Hierarchical Long Short-Term Concurrent Memory for Human Interaction Recognition (1811.00270v1)

Published 1 Nov 2018 in cs.CV

Abstract: In this paper, we aim to address the problem of human interaction recognition in videos by exploring the long-term inter-related dynamics among multiple persons. Recently, Long Short-Term Memory (LSTM) has become a popular choice to model individual dynamic for single-person action recognition due to its ability of capturing the temporal motion information in a range. However, existing RNN models focus only on capturing the dynamics of human interaction by simply combining all dynamics of individuals or modeling them as a whole. Such models neglect the inter-related dynamics of how human interactions change over time. To this end, we propose a novel Hierarchical Long Short-Term Concurrent Memory (H-LSTCM) to model the long-term inter-related dynamics among a group of persons for recognizing the human interactions. Specifically, we first feed each person's static features into a Single-Person LSTM to learn the single-person dynamic. Subsequently, the outputs of all Single-Person LSTM units are fed into a novel Concurrent LSTM (Co-LSTM) unit, which mainly consists of multiple sub-memory units, a new cell gate and a new co-memory cell. In a Co-LSTM unit, each sub-memory unit stores individual motion information, while this Co-LSTM unit selectively integrates and stores inter-related motion information between multiple interacting persons from multiple sub-memory units via the cell gate and co-memory cell, respectively.

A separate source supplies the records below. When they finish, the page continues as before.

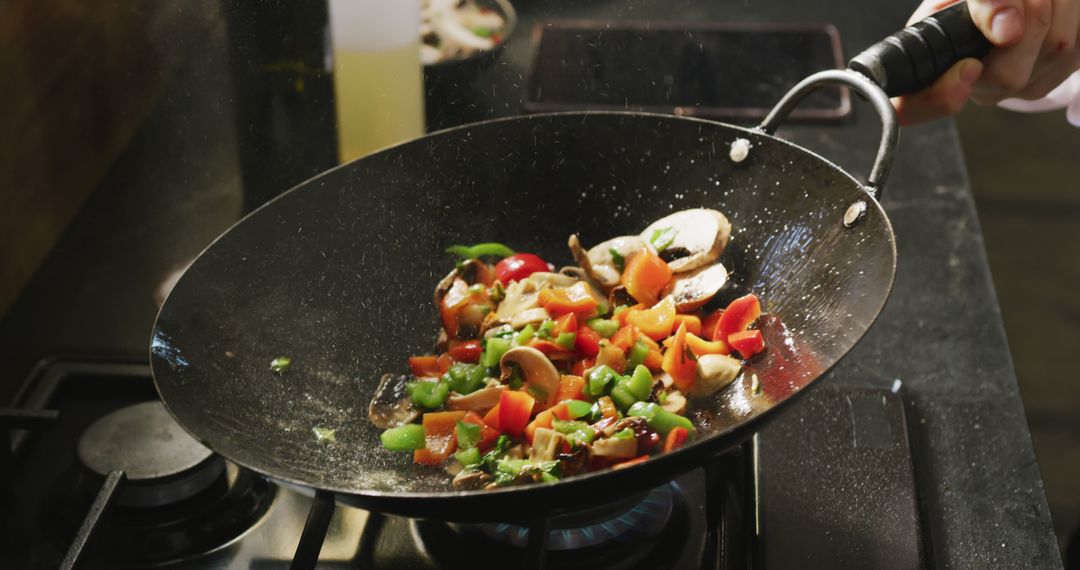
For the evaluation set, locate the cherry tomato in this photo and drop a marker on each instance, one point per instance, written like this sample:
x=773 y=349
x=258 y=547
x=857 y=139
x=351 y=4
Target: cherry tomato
x=518 y=267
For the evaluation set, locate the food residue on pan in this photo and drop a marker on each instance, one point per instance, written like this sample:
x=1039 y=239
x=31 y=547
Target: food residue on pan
x=281 y=364
x=740 y=149
x=539 y=375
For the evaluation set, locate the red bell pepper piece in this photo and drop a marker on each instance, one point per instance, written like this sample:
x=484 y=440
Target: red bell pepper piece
x=518 y=267
x=514 y=410
x=468 y=351
x=747 y=342
x=740 y=314
x=588 y=342
x=440 y=435
x=424 y=366
x=678 y=362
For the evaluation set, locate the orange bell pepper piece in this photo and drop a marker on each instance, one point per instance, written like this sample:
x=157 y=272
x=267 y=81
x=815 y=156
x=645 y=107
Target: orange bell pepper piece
x=624 y=338
x=577 y=298
x=645 y=276
x=709 y=325
x=487 y=434
x=701 y=347
x=570 y=388
x=656 y=323
x=747 y=342
x=678 y=362
x=514 y=410
x=491 y=418
x=440 y=435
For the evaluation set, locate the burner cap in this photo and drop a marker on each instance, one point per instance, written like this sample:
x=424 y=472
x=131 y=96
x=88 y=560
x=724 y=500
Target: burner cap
x=162 y=463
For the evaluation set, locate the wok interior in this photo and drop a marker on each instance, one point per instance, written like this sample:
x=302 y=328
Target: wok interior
x=338 y=274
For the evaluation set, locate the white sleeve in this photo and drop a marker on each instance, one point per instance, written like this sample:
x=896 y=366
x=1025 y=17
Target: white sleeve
x=1065 y=96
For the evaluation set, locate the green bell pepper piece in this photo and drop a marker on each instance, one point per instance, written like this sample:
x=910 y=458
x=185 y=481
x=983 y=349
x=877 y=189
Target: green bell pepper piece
x=660 y=419
x=623 y=399
x=494 y=351
x=466 y=378
x=430 y=395
x=578 y=408
x=468 y=457
x=404 y=438
x=604 y=327
x=639 y=383
x=468 y=435
x=525 y=336
x=598 y=379
x=489 y=248
x=637 y=354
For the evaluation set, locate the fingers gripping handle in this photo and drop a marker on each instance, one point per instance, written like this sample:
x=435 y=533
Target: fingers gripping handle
x=914 y=57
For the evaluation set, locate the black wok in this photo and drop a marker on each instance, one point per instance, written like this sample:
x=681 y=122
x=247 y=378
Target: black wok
x=338 y=272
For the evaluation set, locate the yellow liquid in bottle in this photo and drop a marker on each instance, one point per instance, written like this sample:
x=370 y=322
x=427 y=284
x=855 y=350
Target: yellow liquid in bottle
x=379 y=98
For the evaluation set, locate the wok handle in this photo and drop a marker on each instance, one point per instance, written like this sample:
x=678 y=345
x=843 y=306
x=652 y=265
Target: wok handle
x=914 y=57
x=858 y=82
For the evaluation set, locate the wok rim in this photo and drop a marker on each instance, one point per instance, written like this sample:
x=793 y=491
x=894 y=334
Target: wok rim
x=674 y=462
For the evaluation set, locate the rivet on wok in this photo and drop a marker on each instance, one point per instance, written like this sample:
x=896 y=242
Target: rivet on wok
x=854 y=213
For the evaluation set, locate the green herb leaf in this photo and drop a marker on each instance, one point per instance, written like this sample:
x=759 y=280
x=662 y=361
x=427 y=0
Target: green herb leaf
x=490 y=248
x=281 y=364
x=662 y=238
x=620 y=262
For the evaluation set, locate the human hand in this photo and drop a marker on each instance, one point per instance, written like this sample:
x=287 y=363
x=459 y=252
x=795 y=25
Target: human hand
x=1035 y=51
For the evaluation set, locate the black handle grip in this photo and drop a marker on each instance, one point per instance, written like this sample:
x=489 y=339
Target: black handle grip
x=914 y=57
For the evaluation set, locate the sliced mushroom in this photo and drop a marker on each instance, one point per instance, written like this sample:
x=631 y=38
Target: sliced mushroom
x=538 y=314
x=391 y=406
x=482 y=399
x=715 y=371
x=469 y=272
x=697 y=287
x=537 y=369
x=697 y=238
x=674 y=402
x=545 y=442
x=616 y=447
x=471 y=479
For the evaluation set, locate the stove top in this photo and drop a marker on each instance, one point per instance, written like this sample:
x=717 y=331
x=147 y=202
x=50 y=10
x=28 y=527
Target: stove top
x=98 y=475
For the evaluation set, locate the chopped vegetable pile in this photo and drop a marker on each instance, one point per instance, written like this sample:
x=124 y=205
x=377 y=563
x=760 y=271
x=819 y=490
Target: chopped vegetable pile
x=457 y=29
x=542 y=376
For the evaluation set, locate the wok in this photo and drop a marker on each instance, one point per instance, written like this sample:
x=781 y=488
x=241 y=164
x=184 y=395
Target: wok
x=338 y=272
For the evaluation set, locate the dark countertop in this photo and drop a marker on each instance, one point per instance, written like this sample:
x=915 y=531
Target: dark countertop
x=941 y=334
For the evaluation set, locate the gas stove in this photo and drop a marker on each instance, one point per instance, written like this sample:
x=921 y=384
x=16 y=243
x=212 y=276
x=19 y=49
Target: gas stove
x=98 y=475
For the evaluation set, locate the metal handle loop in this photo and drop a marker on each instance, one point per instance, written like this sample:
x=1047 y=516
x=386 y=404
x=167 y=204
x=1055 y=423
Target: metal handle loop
x=890 y=131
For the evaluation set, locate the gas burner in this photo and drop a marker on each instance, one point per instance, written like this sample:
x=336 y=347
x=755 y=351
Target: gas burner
x=645 y=519
x=644 y=531
x=162 y=464
x=177 y=501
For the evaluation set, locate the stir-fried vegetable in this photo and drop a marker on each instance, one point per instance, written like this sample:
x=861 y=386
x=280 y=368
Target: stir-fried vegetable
x=547 y=375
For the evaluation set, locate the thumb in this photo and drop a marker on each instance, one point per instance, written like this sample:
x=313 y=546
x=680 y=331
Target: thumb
x=1000 y=21
x=945 y=97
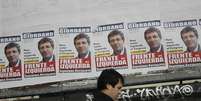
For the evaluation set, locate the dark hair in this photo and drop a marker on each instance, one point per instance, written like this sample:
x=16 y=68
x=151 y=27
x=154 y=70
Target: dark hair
x=44 y=40
x=109 y=76
x=189 y=29
x=151 y=30
x=12 y=45
x=114 y=33
x=82 y=35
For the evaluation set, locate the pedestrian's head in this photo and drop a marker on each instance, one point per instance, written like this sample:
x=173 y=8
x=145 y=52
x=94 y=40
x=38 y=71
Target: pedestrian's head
x=111 y=82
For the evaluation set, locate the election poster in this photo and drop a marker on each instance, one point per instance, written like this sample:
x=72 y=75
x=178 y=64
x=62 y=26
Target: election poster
x=10 y=58
x=110 y=47
x=39 y=53
x=146 y=45
x=75 y=49
x=182 y=43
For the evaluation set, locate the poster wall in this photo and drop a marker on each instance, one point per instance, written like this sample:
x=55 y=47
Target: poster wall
x=75 y=49
x=146 y=44
x=71 y=53
x=183 y=43
x=110 y=47
x=39 y=56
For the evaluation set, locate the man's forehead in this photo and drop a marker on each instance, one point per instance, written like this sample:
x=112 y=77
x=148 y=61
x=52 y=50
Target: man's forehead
x=189 y=33
x=12 y=48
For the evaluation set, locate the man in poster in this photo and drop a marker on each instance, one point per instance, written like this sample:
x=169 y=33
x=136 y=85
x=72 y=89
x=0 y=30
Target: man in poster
x=116 y=40
x=46 y=47
x=153 y=38
x=189 y=36
x=82 y=43
x=12 y=52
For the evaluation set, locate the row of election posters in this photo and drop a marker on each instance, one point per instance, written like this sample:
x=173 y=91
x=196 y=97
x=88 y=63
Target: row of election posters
x=135 y=46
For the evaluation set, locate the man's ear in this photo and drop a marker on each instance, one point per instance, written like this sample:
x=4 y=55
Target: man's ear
x=109 y=86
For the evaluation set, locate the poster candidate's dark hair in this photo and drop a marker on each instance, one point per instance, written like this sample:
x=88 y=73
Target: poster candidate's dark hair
x=109 y=76
x=12 y=45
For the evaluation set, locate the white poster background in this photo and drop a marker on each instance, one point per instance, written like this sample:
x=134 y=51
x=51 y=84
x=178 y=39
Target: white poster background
x=141 y=50
x=104 y=57
x=68 y=55
x=10 y=73
x=176 y=49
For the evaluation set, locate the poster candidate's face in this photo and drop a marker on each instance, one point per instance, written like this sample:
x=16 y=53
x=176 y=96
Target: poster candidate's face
x=12 y=55
x=46 y=50
x=116 y=42
x=153 y=40
x=82 y=46
x=116 y=90
x=190 y=40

Extensive experiments on four public datasets validate the effectiveness of the proposed H-LSTCM by comparing against baseline and state-of-the-art methods.

Citations (147)

View on Semantic Scholar

Summary

The paper introduces a novel H-LSTCM framework that models individual actions with Single-Person LSTMs and aggregates them using a Concurrent LSTM unit.
It outperforms existing methods by achieving up to 98.33% accuracy on benchmark datasets, demonstrating robust performance across various interaction scenarios.
The framework offers significant practical insights for surveillance, gesture recognition, and interactive systems by capturing long-term, inter-related dynamics.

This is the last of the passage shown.